Could lead to anti-viral therapeutics for both humans and animals
In 2012, a 60-year-old man with flu-like symptoms died in Saudi Arabia, becoming the first victim of the Middle East Respiratory Syndrome or MERS.
Until now, there has been no vaccine or known treatment. That could change thanks to a new anti-viral tool, developed by University of Toronto researchers.
Scientists have crafted a custom-engineered protein that can be used to treat MERS and a wide range of pathogens, a potential game-changer in anti-viral therapeutics for both humans and the farming industry.
Writing in the journal PLOS Pathogens, a team led by Professor Sachdev Sidhu of the Donnelly Centre for Cellular and Biomolecular Research and department of molecular genetics, describes how to turn ubiquitin, a staple protein in every cell, into a drug capable of thwarting MERS in cultured human cells.
“Vaccines are important for prevention, but there is a great need for anti-viral medicines to treat people who have become infected,” says Wei Zhang, a postdoctoral researcher in Sidhu’s lab who did most of the work on the study.
“With our tool, we can quickly generate anti-viral medicine, and we hope that our method will inspire other researchers to try it out against diverse pathogens,” says Zhang.
MERS is similar to SARS, the virus that killed almost 800 people in a global epidemic. Both kill upwards of a third of people infected and, like many viruses, emerged from animals – bats and camels in the case of MERS. Although MERS has so far been detected in 27 countries, the outbreak has largely been contained within Saudi Arabia, according to the World Health Organization.
Like many viruses, MERS works by hijacking the ubiquitin system in human cells composed of hundreds of proteins that rely on ubiquitin to keep the cells alive and well. Upon infection, viral enzymes alter ubiquitin pathways in a way that allows the virus to evade the immune defense while multiplying and destroying the host tissue as it spreads in the body.
“Viruses have evolved proteins that allow them to hijack host proteins. We can now devise strategies to prevent this from happening,” says Zhang.

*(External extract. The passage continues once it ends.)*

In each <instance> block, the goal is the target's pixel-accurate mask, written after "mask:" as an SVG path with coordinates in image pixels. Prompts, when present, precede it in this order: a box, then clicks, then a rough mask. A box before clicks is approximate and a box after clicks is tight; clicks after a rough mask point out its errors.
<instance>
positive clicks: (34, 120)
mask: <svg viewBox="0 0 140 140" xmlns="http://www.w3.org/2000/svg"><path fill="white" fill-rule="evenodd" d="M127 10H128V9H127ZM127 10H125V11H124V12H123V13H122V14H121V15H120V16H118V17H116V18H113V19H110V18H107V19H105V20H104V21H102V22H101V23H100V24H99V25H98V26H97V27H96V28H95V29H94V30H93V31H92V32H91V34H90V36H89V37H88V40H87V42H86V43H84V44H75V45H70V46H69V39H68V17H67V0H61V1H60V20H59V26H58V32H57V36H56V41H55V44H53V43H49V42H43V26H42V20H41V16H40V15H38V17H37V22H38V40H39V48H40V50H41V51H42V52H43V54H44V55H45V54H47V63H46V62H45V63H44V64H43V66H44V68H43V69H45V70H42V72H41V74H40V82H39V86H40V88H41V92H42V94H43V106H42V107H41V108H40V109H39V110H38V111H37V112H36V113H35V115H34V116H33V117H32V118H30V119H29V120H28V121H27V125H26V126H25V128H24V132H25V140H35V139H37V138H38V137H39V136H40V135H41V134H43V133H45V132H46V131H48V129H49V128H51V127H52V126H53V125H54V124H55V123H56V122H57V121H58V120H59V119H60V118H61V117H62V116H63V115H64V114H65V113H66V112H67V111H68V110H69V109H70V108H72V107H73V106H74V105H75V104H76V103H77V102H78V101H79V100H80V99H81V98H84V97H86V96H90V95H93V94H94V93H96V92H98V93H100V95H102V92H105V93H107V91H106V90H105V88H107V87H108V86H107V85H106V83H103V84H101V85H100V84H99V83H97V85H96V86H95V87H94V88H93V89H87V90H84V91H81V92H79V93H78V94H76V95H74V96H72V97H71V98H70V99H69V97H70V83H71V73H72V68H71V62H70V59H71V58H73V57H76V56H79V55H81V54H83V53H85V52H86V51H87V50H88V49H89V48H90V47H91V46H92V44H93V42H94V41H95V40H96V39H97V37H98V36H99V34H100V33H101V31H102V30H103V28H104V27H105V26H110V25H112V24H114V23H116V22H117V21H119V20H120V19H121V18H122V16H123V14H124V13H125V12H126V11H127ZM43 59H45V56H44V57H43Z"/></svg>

Zhang and colleagues engineered the human ubiquitin protein into a new form that paralyzes a key MERS enzyme, stopping the virus from replicating. These synthetic ubiquitin variants act quickly, completely eliminating MERS from cells in a dish within 24 hours.
The researchers also created UbVs that block the Crimean-Congo virus, the cause of a hemorrhagic fever that kills about 40 per cent of those infected.
And they’re designed to only target only the virus – hopefully minimizing side effects in any future drug.
But before these engineered proteins can be developed into medicine, researchers first must find a way to deliver them into the right part of the body. For this, Zhang and Sidhu are working with Roman Melnyk, an assistant professor at U of T and a biochemist at the Hospital for Sick Children and a world expert in protein delivery.
The team is also investigating the possibility of finding drugs that work in a similar manner but can cross the cell membrane.
It is likely that the proteins will be tested first in plants and animals where regulatory approvals are less strict than they are for human drugs.
“We are also working on an engineered ubiquitin that targets a corn virus responsible for destroying large swaths of corn fields in North America, with colleagues in Manitoba,” says Zhang.
The study was done in collaboration with Marjolein Kikkert of Leiden University Medical Centre in the Netherlands and Brian Mark at the University of Manitoba.